Many today are understandably uncomfortable with any hierarchical interpretation of Paul’s words. But everything else Paul says in other places, especially the book of Ephesians, about mutual submission, and the husbands’ expectation that they should love their wives the same way Jesus did enough to die for their wives! Part of our problem lies with our own inability to see submission and equality as simultaneously possible. But Jesus himself had no problem with it. In John 10:30 He said, “I and the Father are One.” Then in John 14:28 he said, “The Father is greater than I.” Those are not contradictory statements. They are both true. Notice to that nowhere in Scripture does the Father say, “I am greater than Jesus.”

Instead, true humility is exhibited even in the character of God, and is in accordance with Paul’s definition of humility in Romans 12:10 says, “Be devoted to one another in love. Honor one another above yourselves.” How’s that for a picture of marriage?  If there is any hierarchy in a marriage relationship it cannot be imposed by one ordering the other around. But it is the result of mutual respect and humility in which each one considers the other one to be the better one, with neither one demanding anything but each one giving everything to the other freely, as a gift of love.

That ends up looking a lot more like equality. It expresses that otherish love that God calls for in our lives and it is the opposite of our natural tendencies to the normal selfishness that leads to the common earthly marriages having the problems that we are used to seeing. Certainly Paul and all of the Bible intend to elevate the status of women out of the sinful oppression that they have suffered at the hands of selfish men in all cultures for much of human history.

In the great spiritual battle that engages our lives when we begin to follow Christ, probably one of the main battlegrounds is the condition of the Christian family. The marriage relationship between a man and a woman, as we know from Ephesians and other of Paul’s writings, is intended by God to be a beautiful picture of the covenant relationship between God and his people. Satan knows this too, and therefore he has tried to destroy marriages and one of his most effective methods has been to distort what Christians think the Bible teaches about marriage.

So, Paul’s main point in this teaching is this, let everything we do publically, that is in our worship services, portray the image and character of Christ as perfectly as we can. This isn’t a text about marriage. But it must be acknowledged that how we devote ourselves to our marriages, honoring one another and submitting to one another, will have an impact on the ways we worship together. A church filled with good marriages will be an inspiration to people in troubled marriages, and that means we’ll be better able to reach most of the people around us.

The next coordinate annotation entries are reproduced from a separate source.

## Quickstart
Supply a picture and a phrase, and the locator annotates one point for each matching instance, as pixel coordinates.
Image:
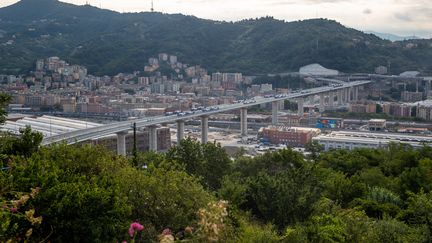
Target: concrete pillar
(153, 138)
(321, 107)
(355, 93)
(243, 122)
(347, 95)
(339, 96)
(204, 129)
(331, 99)
(300, 106)
(275, 110)
(180, 130)
(121, 143)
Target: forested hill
(108, 42)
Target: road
(105, 130)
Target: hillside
(108, 42)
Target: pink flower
(131, 232)
(166, 232)
(137, 226)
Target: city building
(408, 96)
(353, 140)
(377, 124)
(292, 136)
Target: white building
(353, 140)
(317, 70)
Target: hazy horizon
(399, 17)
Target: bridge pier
(300, 107)
(243, 122)
(121, 143)
(347, 95)
(180, 131)
(204, 129)
(153, 138)
(355, 93)
(321, 107)
(275, 110)
(331, 99)
(340, 97)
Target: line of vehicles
(192, 111)
(245, 101)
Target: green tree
(208, 161)
(419, 212)
(79, 199)
(163, 198)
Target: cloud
(406, 17)
(367, 11)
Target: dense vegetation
(196, 193)
(109, 42)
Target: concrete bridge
(344, 92)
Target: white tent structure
(317, 70)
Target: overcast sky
(402, 17)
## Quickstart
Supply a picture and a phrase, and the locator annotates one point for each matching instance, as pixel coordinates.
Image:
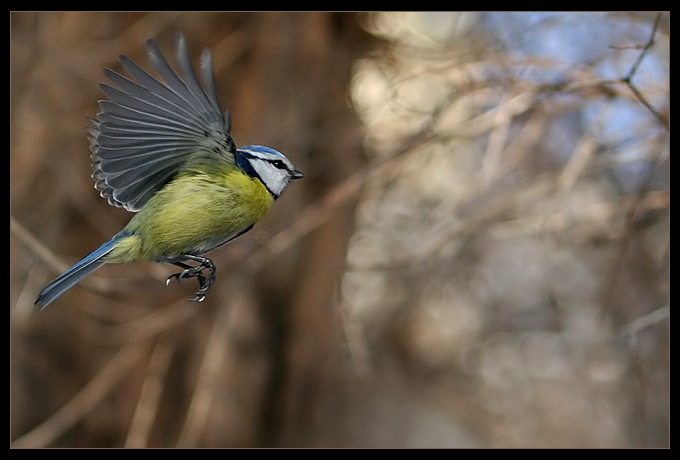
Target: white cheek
(275, 179)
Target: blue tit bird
(163, 150)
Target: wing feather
(148, 129)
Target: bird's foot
(204, 282)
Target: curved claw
(196, 272)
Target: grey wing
(147, 130)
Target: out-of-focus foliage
(515, 262)
(478, 255)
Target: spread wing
(147, 129)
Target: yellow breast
(198, 210)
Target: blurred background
(478, 255)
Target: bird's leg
(196, 271)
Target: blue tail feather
(74, 274)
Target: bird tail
(74, 274)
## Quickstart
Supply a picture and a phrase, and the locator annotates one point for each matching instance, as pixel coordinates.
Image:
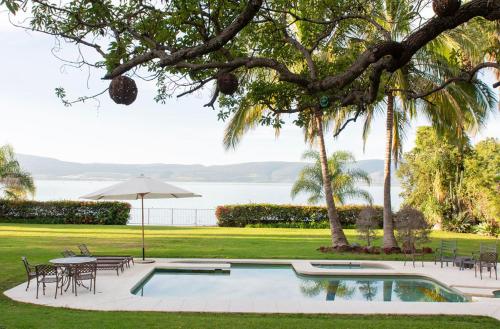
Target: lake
(213, 194)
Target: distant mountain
(258, 172)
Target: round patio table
(68, 263)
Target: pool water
(346, 266)
(280, 282)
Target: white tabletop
(72, 260)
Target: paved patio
(113, 293)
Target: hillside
(258, 172)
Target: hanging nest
(227, 83)
(123, 90)
(444, 8)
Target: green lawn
(42, 242)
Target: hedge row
(64, 212)
(273, 215)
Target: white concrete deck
(113, 293)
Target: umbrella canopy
(140, 188)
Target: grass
(43, 242)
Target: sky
(34, 121)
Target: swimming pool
(348, 266)
(281, 282)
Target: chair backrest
(84, 250)
(487, 247)
(488, 257)
(26, 265)
(448, 247)
(68, 253)
(45, 270)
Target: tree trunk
(338, 236)
(389, 238)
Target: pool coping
(114, 293)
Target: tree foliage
(366, 224)
(345, 180)
(412, 229)
(286, 54)
(453, 183)
(15, 183)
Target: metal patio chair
(30, 271)
(488, 260)
(45, 274)
(85, 272)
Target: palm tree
(458, 107)
(343, 180)
(15, 183)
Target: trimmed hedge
(273, 215)
(64, 212)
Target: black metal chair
(48, 274)
(486, 260)
(446, 252)
(30, 271)
(85, 272)
(68, 253)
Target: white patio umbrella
(140, 188)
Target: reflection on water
(282, 283)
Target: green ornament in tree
(324, 102)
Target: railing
(173, 217)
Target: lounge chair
(447, 252)
(46, 273)
(86, 252)
(487, 260)
(85, 272)
(30, 271)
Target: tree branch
(211, 45)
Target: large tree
(289, 56)
(461, 106)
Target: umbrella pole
(142, 217)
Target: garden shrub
(64, 212)
(293, 216)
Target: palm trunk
(338, 236)
(389, 238)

We have noticed in the neighborhood around us how disjointed is life, how many broken families occupy these rental homes. You’ve seen it around your homes too. The pain and suffering endured by lost people who don’t know how to do any better, but who still possess the awareness that this isn’t the way life is supposed to be. We have what they need. We can help them if we care enough to love them so that they see that we care and that we have the hope they are seeking. We are saying these days that we want to be neighbors who care. Let us pray that we will be able to do that, and that we will have the courage to come along side of them and not shut them out as if they are not our business, because they are.

One more thing, we also have the forgiveness and grace and mercy of God to bless them with our understanding, with all our similarities in how we sometimes struggle in our own marriages, for we also fail to live up to the ideals written about, and we also enjoy the grace mercy and forgiveness of God. These are gifts we can share. Amen.